The ethanol industry expressed dismay this past year when the Environmental Protection Agency cut back its ethanol requirement from the amount originally envisioned in the 2005 policy act. The reason EPA acted was because gasoline sales have actually declined since 2008, owing to improved gas mileage in new cars and with the recession (although there has been a recent uptick with the falling price of gasoline). The new standards are expected within the next few weeks and are bound to set off a similar controversy.
Nevertheless, the industry continues to produce ethanol at the rate of 14.53 billion gallons a year, a record high. In Nebraska, ethanol is now a $5 billion industry, exceeding the size of the $3.5 billion soybean industry and absorbing two-thirds of Nebraska’s $6.6 billion corn crop. Iowa has the largest ethanol industry, with 42 ethanol plants employing 2,000 people.
Despite all this, the industry’s future is uncertain.

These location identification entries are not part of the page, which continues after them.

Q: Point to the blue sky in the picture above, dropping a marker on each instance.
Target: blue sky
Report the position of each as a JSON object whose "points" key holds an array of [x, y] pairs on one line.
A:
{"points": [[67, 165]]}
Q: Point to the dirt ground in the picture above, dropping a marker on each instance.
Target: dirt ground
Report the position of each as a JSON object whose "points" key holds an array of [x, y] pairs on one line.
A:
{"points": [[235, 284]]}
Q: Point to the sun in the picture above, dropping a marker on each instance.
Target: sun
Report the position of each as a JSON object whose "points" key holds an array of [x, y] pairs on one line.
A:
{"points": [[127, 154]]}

The falling price of oil has driven down ethanol prices, and refiners are facing a squeeze in profits. Exports to China are also flagging. Ethanol is now priced at $1.60 per gallon, the lowest in a decade. Top producer Archer Daniels Midland has begun favoring products with better returns, such as high-fructose corn syrup.
Many academic agricultural specialists have argued that wider availability of E85 is the solution to the problem. Ethanol now receives no federal subsidies but is governed by the requirement that 10 percent ethanol be included in every gallon of gasoline. With the continuing introduction of flex-fuel vehicles and the greater availability of pumps offering E15 and E85, however, the nation could easily absorb more of the product.
Still, criticism of the industry remains. Recently a study at the University of Tennessee said that the extensive subsidies and mandates that support ethanol have been misdirected, and that efforts toward producing cellulosic biofuels would have been more productive. (A few days later, DuPont opened the world’s largest cellulosic-ethanol plant, in Nevada, Iowa.) The study said that the economic prosperity that has come to farm areas fails to take account of the $50 billion in federal subsidies and mandates that have accumulated since 2005.
Thus, ethanol continues to take criticism. But the broader availability of E85 may be enough to keep the industry thriving.